Meze Meatballs with Fresh Salad, Hummus, and Tzatziki Recipe
Introduction
These meze meatballs are a flavorful and satisfying dish inspired by Mediterranean cuisine. Juicy beef or lamb meatballs are paired with fresh salad, creamy dips, and warm pittas for a delicious DIY meal perfect for sharing with friends and family.

Ingredients
- 100g breadcrumbs
- 50ml milk
- 400g beef or lamb mince
- 1 egg
- 2 tsp dried oregano
- Small bunch of flat-leaf parsley, finely chopped
- 1 onion, coarsely grated
- 2 garlic cloves, finely grated
- 2 tbsp plain flour
- 2 tbsp olive oil
- ½ cucumber, chopped into chunks
- 12 cherry tomatoes, quartered
- 1 red onion, finely sliced
- Hummus, to serve
- Tzatziki, to serve
- 4 pittas
Instructions
- Step 1: Put the breadcrumbs in a bowl and add the milk. Leave for 5 minutes, or until the milk has been absorbed.
- Step 2: Add the beef or lamb mince, egg, dried oregano, chopped parsley, grated onion, and grated garlic to the breadcrumb mixture. Season well with salt and pepper, then mix everything thoroughly with your hands.
- Step 3: Shape the mixture into meatballs slightly larger than cherry tomatoes, aiming for about 24 meatballs. Cover and chill them for at least 30 minutes.

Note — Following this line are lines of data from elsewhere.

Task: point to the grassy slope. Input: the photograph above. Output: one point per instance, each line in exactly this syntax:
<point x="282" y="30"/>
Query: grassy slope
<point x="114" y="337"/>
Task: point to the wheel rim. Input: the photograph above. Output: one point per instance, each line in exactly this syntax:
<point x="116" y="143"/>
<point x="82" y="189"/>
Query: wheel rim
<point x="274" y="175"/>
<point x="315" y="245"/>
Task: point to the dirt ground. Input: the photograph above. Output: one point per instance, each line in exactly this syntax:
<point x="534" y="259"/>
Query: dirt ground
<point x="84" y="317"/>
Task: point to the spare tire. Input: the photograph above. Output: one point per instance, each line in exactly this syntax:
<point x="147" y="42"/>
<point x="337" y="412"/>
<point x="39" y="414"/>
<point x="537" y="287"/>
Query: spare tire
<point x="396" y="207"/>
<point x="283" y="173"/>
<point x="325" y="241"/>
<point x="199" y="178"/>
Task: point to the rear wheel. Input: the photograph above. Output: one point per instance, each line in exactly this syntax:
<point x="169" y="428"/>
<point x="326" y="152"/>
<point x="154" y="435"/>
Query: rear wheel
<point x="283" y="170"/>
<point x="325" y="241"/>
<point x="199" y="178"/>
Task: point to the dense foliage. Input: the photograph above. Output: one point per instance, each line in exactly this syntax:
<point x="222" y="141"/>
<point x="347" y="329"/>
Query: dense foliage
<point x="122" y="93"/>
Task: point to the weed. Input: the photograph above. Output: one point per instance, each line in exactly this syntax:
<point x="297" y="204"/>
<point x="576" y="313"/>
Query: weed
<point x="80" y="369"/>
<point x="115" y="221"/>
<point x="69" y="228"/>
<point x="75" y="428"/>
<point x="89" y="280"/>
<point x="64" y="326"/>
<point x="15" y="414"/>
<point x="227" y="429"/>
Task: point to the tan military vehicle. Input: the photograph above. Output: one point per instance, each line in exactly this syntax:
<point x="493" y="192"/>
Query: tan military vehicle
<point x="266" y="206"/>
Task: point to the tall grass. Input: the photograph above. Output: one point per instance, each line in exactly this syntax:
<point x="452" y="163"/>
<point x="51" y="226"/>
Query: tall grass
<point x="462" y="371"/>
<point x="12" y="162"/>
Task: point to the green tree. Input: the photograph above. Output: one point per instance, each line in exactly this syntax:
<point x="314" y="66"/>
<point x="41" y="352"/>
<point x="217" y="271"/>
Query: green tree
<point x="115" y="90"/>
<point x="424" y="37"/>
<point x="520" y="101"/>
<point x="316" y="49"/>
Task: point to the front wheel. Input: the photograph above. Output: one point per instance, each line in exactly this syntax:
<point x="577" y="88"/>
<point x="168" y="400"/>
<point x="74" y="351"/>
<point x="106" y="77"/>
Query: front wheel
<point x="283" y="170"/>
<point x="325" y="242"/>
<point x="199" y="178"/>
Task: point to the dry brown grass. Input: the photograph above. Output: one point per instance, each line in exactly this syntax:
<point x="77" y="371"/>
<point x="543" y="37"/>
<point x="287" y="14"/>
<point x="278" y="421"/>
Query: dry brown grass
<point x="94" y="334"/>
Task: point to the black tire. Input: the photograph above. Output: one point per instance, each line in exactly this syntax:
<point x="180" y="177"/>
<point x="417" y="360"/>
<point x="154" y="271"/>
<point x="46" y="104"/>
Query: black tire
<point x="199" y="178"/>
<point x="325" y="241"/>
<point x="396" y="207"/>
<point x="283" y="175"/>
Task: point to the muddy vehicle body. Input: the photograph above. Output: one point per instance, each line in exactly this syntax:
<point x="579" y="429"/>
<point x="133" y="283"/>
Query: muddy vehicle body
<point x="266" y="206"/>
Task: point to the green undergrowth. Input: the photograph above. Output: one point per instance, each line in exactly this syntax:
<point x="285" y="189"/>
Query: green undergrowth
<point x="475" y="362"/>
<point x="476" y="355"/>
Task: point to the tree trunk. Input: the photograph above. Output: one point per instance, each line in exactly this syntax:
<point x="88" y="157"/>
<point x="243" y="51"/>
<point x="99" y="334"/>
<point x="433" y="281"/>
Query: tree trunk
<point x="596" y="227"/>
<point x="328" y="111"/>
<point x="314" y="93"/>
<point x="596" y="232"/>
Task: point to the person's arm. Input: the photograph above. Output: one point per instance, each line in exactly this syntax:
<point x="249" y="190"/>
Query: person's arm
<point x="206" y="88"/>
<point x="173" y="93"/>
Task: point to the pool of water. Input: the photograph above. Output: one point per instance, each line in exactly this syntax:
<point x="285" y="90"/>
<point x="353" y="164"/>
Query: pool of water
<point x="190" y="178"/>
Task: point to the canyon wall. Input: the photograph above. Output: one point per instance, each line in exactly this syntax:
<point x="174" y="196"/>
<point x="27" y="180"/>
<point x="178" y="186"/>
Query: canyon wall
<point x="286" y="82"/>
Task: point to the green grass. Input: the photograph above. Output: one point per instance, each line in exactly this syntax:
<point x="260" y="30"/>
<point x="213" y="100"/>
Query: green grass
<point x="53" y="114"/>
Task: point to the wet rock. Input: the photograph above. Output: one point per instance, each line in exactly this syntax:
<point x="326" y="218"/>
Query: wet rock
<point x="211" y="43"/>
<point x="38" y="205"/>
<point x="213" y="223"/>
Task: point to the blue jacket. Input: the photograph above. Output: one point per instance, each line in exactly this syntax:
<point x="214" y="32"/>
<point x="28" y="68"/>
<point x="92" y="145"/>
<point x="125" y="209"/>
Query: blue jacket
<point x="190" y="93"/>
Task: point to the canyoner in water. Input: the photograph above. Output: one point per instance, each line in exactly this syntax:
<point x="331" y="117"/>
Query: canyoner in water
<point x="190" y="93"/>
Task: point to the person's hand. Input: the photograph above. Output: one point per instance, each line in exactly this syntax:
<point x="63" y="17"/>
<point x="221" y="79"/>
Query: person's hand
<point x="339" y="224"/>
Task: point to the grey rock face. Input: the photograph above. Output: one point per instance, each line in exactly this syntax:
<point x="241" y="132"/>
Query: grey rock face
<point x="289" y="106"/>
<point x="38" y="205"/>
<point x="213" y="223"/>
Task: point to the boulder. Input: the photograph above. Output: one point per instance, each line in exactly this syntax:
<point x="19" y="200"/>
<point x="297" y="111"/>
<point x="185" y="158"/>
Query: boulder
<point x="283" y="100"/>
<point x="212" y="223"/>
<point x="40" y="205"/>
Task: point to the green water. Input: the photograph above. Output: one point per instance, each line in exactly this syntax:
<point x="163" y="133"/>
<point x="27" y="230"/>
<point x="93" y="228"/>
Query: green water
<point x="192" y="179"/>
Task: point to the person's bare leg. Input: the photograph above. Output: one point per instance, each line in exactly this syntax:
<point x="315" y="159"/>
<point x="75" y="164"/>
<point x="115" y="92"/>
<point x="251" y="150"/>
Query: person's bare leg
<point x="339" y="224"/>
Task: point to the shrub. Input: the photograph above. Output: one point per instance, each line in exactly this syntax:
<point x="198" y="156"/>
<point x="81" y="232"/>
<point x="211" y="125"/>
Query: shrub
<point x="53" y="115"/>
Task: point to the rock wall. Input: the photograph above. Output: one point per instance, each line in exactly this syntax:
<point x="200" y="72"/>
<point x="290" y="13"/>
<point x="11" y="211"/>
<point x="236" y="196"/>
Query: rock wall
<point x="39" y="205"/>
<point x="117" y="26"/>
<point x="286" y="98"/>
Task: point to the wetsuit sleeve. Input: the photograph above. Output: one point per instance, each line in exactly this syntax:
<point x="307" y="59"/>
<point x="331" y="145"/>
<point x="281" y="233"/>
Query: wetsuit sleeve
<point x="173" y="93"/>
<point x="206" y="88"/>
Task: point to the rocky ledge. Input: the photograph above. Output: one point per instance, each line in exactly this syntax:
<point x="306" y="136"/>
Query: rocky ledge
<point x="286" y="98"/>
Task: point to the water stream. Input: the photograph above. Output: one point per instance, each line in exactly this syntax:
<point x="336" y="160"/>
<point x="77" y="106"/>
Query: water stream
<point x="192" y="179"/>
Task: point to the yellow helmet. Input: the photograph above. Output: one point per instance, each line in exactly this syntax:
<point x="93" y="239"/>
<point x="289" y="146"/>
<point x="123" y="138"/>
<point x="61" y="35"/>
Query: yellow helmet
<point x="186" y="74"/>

They can be kept covered and chilled for up to 24 hours.
- Step 4: When ready to cook, pour the plain flour into a shallow bowl. Roll each meatball in the flour to coat evenly.

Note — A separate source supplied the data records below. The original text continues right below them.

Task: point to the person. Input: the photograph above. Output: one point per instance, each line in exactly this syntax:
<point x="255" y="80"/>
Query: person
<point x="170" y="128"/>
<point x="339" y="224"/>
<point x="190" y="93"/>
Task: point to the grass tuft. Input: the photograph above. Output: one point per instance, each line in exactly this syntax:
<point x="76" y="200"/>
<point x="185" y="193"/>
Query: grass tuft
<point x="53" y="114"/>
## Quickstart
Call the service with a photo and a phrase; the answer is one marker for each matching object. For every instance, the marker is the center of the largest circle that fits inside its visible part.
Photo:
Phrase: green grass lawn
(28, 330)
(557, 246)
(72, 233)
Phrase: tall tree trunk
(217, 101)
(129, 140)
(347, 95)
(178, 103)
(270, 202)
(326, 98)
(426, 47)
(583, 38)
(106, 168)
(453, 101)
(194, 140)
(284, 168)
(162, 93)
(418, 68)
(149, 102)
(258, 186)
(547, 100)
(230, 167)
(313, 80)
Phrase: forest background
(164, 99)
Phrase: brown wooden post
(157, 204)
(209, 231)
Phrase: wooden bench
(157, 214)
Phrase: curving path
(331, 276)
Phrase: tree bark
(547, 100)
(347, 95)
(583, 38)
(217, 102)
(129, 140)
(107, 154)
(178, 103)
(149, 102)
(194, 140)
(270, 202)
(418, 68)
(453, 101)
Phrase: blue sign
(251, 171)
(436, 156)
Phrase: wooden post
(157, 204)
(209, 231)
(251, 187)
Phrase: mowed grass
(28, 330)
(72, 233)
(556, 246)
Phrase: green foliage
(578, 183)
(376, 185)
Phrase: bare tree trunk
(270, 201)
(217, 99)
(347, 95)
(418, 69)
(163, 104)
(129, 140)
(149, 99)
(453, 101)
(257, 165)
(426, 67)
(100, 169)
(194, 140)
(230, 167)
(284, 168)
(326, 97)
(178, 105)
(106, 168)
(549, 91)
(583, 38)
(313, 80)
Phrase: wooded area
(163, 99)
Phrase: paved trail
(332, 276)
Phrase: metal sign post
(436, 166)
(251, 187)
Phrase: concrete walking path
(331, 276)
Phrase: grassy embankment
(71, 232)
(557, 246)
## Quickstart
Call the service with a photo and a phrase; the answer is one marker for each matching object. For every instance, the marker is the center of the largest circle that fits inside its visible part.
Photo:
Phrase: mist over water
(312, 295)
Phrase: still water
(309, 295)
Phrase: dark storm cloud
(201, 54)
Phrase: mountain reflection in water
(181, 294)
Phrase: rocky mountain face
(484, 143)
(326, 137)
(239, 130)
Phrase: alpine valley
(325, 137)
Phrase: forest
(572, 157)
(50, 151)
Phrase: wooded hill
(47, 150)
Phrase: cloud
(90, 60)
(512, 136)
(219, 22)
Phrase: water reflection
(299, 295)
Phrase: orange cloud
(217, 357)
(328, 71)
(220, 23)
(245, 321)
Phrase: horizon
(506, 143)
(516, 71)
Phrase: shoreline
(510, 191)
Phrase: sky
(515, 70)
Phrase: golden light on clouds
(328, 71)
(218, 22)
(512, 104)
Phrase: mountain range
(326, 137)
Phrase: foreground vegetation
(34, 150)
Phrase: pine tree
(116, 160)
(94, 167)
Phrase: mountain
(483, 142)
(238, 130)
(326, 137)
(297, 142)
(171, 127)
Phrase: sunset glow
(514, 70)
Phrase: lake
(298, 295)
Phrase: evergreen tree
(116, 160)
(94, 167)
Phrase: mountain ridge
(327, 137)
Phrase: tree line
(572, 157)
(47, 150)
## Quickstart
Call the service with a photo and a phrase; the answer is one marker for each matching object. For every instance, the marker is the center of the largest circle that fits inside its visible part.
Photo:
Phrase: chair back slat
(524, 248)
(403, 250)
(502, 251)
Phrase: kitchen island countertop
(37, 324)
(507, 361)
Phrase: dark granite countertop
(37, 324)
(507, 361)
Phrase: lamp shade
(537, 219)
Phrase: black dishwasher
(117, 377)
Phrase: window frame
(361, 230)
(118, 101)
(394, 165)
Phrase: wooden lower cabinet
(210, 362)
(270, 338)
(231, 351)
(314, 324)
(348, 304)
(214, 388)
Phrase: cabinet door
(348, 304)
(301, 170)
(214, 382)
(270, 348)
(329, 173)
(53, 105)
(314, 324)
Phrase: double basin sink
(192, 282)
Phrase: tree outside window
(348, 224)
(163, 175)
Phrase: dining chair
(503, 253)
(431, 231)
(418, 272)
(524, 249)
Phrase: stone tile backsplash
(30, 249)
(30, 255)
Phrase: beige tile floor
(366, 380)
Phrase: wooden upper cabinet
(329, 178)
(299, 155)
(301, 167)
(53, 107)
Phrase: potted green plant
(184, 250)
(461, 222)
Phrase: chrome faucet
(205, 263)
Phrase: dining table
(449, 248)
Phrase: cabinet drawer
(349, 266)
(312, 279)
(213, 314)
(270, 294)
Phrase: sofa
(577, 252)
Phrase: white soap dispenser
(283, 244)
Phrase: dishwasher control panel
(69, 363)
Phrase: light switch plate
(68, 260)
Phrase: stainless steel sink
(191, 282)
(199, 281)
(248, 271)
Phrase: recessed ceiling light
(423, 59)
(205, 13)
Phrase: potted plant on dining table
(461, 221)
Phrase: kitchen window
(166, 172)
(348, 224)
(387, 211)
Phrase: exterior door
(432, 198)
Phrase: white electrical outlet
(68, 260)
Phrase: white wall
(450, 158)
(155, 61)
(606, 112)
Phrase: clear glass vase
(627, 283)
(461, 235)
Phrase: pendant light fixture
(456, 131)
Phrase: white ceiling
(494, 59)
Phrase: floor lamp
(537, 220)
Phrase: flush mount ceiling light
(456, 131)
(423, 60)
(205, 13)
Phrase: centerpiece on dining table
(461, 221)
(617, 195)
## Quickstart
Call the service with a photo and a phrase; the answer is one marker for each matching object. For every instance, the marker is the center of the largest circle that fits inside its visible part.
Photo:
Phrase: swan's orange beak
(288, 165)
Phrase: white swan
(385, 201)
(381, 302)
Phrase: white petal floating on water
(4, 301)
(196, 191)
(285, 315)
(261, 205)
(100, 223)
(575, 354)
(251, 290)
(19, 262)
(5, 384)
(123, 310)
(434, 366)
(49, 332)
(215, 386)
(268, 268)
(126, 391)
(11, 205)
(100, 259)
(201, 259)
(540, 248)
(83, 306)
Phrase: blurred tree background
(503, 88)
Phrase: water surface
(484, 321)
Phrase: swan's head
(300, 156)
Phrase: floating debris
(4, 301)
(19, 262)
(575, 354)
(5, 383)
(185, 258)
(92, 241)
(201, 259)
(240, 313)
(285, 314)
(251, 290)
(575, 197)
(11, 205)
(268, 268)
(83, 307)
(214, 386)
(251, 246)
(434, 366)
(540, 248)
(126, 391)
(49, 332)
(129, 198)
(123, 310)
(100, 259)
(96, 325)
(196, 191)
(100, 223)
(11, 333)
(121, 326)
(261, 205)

- Step 5: Heat the olive oil in a large frying pan over medium heat. Fry the meatballs for 10–12 minutes, turning frequently to brown all sides and cook through.
- Step 6: To serve, arrange the cooked meatballs on a platter. Combine the cucumber chunks, quartered cherry tomatoes, and sliced red onion for a fresh salad. Serve with bowls of hummus and tzatziki, and toast the pittas.
- Step 7: Let everyone assemble their own meatball kebab by stuffing the meatballs, salad, and dips into the warm pittas.
Tips & Variations
- For extra flavor, add a pinch of ground cumin or smoked paprika to the meat mixture.
- Use lamb mince for a richer taste or combine half beef and half lamb for balance.
- Serve with grilled vegetables or a sprinkling of crumbled feta cheese for more variety.
- For a gluten-free version, substitute breadcrumbs with gluten-free breadcrumbs and serve with gluten-free pittas or wraps.
Storage
Keep any uncooked meatballs covered and refrigerated for up to 24 hours before cooking. Cooked meatballs can be stored in an airtight container in the fridge for up to 3 days. Reheat gently in a frying pan or oven to maintain texture and flavor.
How to Serve

Serve this delicious recipe with your favorite sides.
FAQs
Can I use other meats instead of beef or lamb?
Yes, ground chicken or turkey can be used, though the flavor will be milder. Adjust seasoning to enhance the taste accordingly.
How do I know when the meatballs are fully cooked?
Fry them until they are golden brown on all sides and cooked through, about 10-12 minutes. You can cut one open to check there is no pink inside, or use a meat thermometer to ensure an internal temperature of 75°C (165°F).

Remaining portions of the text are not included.